Le marche prestigiose sono un’ossessione. Certi oggetti dalle griffes prodotti hanno quel che Thorstein Veblen nella sua Teoria della classe agiata chiamava «superior honorific character». Tanto superior che - a differenza di altri manufatti che indicano chiaramente appartenenza sociale, scelte politico-culturali e fedina penale - l’orologio Rolex è trasversale, bipartisan, così ecumenico da risultare, come si dice ora, poco trasparente.

Lo portano -vabbe’, modelli diversi- boss della Camorra e raffinate docenti universitarie che finora hanno votato Sel. Anziane imprenditrici che si son fatte da sole e figli di ministri che lo han ricevuto come regalo di laurea, costava diecimila euro e veniva da uno che trafficava in appalti, ma come si fa a rifiutare un Rolex, via.

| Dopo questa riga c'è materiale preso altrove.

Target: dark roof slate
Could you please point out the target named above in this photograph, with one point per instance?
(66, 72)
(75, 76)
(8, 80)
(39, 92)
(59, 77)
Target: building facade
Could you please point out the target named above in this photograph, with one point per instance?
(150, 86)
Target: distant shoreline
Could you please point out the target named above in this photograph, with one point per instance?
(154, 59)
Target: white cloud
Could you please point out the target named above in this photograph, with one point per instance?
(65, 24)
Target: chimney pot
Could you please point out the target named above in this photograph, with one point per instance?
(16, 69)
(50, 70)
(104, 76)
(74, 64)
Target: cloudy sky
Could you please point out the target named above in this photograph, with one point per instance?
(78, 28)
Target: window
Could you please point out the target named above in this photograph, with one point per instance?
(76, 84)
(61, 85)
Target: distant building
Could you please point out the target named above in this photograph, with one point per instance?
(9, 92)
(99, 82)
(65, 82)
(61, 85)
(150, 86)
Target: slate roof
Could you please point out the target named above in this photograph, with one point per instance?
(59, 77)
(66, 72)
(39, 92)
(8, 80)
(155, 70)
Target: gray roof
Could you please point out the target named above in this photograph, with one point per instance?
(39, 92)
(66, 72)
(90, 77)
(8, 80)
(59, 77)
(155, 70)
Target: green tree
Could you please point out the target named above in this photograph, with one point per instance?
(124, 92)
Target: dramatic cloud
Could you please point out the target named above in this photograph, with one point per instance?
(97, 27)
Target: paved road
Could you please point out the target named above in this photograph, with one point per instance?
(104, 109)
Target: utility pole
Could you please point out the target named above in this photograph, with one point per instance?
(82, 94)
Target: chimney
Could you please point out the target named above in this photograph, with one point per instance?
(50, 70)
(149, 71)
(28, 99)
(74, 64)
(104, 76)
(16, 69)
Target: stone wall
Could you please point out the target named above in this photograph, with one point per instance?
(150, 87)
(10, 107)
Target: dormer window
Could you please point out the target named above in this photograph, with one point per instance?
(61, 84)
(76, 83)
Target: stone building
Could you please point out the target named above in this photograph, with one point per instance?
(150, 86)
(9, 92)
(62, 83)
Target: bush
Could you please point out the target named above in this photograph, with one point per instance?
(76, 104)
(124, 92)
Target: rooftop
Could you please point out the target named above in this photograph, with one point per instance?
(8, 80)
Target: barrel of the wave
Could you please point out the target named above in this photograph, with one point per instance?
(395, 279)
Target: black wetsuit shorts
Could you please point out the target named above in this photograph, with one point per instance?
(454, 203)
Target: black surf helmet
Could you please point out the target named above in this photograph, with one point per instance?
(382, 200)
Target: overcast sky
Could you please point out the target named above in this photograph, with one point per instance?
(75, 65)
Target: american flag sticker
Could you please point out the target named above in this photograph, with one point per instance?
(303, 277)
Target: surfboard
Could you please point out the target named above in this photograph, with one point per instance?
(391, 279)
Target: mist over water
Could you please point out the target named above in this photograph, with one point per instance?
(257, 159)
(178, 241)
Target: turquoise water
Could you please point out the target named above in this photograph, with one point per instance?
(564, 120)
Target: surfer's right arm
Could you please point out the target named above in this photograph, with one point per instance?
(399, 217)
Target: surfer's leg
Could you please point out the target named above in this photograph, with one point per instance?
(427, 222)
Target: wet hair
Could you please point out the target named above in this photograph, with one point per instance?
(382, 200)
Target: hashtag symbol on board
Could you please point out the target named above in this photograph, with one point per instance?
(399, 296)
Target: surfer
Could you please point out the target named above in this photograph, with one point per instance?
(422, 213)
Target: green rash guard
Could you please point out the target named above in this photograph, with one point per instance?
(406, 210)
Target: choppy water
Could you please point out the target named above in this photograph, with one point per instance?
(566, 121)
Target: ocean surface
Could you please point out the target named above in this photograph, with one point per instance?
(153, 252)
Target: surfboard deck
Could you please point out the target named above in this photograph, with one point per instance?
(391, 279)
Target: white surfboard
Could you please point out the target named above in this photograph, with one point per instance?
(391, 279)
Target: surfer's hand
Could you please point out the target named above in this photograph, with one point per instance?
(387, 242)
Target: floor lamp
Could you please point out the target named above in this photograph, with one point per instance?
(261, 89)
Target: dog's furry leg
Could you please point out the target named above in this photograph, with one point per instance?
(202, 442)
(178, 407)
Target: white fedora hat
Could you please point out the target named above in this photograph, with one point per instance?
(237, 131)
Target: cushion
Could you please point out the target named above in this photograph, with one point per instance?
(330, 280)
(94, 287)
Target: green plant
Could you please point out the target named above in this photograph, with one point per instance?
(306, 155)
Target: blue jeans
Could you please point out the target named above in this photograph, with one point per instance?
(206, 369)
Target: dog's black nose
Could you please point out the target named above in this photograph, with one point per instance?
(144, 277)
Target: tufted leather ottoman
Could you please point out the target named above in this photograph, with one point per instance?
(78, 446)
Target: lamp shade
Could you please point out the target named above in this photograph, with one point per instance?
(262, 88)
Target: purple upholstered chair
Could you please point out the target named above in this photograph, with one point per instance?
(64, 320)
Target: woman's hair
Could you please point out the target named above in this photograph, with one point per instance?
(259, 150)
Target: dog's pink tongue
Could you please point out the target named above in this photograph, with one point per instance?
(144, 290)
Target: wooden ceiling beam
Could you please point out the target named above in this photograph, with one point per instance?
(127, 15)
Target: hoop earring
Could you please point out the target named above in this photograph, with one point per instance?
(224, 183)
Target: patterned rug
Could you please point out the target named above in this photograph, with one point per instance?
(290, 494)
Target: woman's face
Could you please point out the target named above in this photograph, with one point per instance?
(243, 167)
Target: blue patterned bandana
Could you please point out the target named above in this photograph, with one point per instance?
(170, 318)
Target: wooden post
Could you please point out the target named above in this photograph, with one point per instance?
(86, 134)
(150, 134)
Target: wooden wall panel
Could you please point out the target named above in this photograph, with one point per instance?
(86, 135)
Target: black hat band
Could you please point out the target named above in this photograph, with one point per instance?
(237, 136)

Al netto della polemica buffa, che ha fatto iniziare la giornata con due risate a molti di noi, si resta con un dubbio: non è che i nostri governanti e i loro consiglieri pecchino, talvolta, di pressappochismo nelle analisi? O che detti consiglieri-comunicatori gli suggeriscano battute aggressive ma fuori fuoco? E che l’imprecisione, ignorata quando il maltrattato è un poveraccio, può mal disporre grandi imprese serie?

Insomma: la Rolex ha ragione. Sta probabilmente combattendo - non lo sappiamo, gli svizzeri sono discreti - una battaglia a tutto campo per preservare il buon nome. Forse tenta di esercitare la sua moral suasion su narcos e commercialisti. Forse si lamenta e propone alternative, come fecero alcune griffes coi tamarri del reality Jersey Shore, non volevano che indossassero le loro cose, per ovvi motivi. Da noi, in pubblico, finora ha taciuto, anche nel caso del figlio del ministro delle Infrastrutture. Ora non ne può più. Perché poi, seriamente: molti di noi hanno amici col Rolex. Non bruciano le auto, al massimo le posteggiano sul marciapiede. Si sa. Che diamine.